The group dedicated to Nutrition includes essential nutrients for diet, such as cereals or legumes, organized according to the origin of crops. In addition, there are botanical and commercial samples of seasoning herbs and spices, as well as various refreshing and stimulating drinks (tea, liqueurs, etc.). The samples are mostly of Spanish origin, but there are also American, North African and Asian products.
Basket Weaving is one of the largest and most significant sections in the collection. It includes baskets made of wood, mainly chestnut and hazel, and others made of herbaceous stems of wheat, rye, or hemp leaves, traditionally used to make hats or small baskets and panniers.

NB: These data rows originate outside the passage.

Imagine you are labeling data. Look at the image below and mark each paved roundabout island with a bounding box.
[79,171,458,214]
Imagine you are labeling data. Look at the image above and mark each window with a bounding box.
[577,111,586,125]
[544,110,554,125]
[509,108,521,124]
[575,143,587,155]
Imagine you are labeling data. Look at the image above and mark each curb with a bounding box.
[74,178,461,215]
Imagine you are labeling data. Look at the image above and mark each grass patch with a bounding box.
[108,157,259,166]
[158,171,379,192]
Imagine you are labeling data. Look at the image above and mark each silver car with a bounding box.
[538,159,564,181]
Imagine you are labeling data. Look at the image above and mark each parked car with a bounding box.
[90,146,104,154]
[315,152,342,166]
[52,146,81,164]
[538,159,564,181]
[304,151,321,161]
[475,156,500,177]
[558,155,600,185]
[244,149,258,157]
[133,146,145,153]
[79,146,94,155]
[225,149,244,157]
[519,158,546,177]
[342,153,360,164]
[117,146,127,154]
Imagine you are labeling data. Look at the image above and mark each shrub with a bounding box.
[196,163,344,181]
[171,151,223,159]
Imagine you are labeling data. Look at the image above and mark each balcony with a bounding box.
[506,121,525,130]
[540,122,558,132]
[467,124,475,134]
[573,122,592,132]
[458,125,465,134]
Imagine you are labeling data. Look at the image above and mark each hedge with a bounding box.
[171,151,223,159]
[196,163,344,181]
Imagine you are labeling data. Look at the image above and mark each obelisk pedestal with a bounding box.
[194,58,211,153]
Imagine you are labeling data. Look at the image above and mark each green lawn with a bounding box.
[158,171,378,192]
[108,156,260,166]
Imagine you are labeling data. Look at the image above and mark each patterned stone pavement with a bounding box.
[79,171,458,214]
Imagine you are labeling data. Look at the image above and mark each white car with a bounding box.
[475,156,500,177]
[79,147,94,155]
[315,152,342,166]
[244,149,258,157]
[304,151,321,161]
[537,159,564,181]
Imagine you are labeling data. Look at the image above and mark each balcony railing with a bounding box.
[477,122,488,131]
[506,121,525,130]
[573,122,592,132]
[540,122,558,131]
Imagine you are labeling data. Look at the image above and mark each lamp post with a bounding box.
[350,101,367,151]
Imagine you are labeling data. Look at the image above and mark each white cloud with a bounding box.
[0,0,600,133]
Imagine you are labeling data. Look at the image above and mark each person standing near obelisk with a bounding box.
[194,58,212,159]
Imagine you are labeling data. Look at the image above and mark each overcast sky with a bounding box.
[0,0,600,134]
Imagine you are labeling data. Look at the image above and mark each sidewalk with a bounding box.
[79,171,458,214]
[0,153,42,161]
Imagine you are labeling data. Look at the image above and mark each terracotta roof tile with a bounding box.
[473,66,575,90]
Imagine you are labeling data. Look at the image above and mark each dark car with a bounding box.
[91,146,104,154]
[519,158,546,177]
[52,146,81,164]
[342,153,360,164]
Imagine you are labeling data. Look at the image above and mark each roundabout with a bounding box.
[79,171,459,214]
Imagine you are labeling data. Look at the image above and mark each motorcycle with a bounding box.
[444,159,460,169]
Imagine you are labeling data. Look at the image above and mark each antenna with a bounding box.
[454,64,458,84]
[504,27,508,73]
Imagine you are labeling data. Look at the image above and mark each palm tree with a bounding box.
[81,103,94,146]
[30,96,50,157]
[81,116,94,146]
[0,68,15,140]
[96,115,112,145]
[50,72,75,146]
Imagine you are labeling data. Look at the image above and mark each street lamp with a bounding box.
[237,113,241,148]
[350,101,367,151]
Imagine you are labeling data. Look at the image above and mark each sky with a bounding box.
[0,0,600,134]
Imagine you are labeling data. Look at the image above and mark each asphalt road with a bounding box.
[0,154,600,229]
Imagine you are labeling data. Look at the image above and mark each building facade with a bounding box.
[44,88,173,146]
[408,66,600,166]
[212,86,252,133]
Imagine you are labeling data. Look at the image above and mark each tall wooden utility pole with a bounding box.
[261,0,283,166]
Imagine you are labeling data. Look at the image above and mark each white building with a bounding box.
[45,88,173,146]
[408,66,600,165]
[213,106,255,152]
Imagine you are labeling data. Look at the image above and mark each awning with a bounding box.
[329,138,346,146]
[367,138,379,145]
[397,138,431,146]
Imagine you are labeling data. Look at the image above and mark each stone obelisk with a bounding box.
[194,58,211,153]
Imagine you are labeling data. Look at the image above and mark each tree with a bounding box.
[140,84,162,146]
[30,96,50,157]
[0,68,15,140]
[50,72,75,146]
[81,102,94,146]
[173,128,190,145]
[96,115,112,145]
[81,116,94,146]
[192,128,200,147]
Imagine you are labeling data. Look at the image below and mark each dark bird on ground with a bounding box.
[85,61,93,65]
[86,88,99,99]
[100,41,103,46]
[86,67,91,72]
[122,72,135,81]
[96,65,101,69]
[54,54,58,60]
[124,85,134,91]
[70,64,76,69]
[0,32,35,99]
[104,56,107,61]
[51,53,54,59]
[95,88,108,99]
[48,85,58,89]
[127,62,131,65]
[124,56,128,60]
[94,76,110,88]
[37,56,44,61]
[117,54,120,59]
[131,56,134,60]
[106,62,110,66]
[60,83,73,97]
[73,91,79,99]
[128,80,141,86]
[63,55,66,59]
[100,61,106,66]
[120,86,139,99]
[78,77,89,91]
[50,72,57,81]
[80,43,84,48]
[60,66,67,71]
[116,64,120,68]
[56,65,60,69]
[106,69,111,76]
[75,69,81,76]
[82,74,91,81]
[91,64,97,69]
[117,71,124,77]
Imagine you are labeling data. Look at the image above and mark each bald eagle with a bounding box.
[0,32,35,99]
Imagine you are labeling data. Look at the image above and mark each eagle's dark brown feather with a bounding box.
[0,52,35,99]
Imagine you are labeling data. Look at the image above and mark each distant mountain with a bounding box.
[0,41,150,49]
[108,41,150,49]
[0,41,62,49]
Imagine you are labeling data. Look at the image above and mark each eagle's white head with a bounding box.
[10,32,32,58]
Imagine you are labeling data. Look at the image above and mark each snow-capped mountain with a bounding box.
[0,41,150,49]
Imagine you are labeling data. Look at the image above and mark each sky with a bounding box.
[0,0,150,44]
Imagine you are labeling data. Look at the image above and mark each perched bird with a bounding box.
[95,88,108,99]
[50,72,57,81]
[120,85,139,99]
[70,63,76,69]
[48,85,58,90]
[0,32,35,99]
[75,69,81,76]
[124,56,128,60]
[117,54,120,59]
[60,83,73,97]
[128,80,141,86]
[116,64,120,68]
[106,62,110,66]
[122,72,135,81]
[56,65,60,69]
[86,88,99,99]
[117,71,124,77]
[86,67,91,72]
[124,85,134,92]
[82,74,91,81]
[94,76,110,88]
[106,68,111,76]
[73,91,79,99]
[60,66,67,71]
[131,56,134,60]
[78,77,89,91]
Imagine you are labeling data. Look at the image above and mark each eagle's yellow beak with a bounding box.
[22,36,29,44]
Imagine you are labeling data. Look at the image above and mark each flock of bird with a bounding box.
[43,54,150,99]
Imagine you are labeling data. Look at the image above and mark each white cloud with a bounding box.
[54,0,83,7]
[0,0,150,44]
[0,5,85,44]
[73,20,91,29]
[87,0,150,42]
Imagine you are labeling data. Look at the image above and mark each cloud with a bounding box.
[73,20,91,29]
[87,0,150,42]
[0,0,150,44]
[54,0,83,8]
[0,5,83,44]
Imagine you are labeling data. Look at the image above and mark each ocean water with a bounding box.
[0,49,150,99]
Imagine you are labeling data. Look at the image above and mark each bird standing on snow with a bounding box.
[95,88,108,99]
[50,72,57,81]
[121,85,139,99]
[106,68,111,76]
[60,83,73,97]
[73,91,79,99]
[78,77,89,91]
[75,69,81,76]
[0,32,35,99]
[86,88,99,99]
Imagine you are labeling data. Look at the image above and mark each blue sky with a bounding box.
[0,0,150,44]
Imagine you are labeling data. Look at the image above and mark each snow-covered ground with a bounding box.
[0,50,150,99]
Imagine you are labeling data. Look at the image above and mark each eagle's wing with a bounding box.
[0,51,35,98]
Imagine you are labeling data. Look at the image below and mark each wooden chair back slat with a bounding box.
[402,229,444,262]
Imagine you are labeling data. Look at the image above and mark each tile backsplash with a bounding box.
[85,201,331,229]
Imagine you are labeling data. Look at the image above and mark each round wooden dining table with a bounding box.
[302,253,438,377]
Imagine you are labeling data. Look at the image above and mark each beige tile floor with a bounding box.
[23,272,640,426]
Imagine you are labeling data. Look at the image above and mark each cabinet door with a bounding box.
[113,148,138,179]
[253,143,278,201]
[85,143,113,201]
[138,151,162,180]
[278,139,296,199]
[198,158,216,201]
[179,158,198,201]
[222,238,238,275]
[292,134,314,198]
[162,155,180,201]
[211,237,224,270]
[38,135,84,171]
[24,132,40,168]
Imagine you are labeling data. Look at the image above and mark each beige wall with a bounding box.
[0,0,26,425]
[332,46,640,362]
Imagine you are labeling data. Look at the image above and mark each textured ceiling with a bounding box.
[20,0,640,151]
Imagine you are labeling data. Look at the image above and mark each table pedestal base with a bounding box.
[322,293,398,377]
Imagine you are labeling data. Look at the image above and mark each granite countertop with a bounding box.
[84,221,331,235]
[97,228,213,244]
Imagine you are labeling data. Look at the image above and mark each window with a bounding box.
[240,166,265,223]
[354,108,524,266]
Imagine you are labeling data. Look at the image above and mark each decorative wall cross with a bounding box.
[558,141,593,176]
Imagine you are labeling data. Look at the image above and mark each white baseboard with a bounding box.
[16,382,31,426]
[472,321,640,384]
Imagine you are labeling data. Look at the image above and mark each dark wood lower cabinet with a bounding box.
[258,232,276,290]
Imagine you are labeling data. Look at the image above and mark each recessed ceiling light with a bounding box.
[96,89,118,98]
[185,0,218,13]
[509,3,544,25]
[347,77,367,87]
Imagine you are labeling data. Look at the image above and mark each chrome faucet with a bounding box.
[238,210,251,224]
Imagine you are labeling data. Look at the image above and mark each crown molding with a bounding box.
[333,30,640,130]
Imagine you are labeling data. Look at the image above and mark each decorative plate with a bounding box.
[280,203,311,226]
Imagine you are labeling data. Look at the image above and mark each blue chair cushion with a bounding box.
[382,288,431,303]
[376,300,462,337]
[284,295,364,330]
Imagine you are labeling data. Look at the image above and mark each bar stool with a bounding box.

Among the basketry, it is worth highlighting the cordage section, dedicated to the use of plants in the production of ropes and braids for the manufacture of footwear and household goods. The pieces in the collection show the historical evolution of this practice: traditionally, the cordage fiber plants were hemp and esparto grass. The introduction of American plants, especially in the eighteenth century, modified procedures for braiding cords and increased their diversity. In the nineteenth century, new plants were added to this art, especially raffia. In the twentieth century, due to the introduction of plastic fibers (nylon), those practices fell into disuse.
The collection shows the use of plants as raw materials in the production of textiles such as cotton, linen, hemp, etc., as well as samples of fibers and fabrics.
The Dye Plants belong to another, larger group of the collection. Natural dyes have been replaced by chemical dyes since the second half of the nineteenth century. However, some handicrafts are still produced using traditional methods, and are represented in the collection.
The Cosmetic group highlights plants used in perfumes, oils or body dyes. Plants traditionally employed to make soap are of significant interest and hold an important place in the collection.
The group of Cultural Uses includes a broad representation of plants that served as charms and other religious and ritual objects, as well as vegetable products used in secular rites or recreational activities.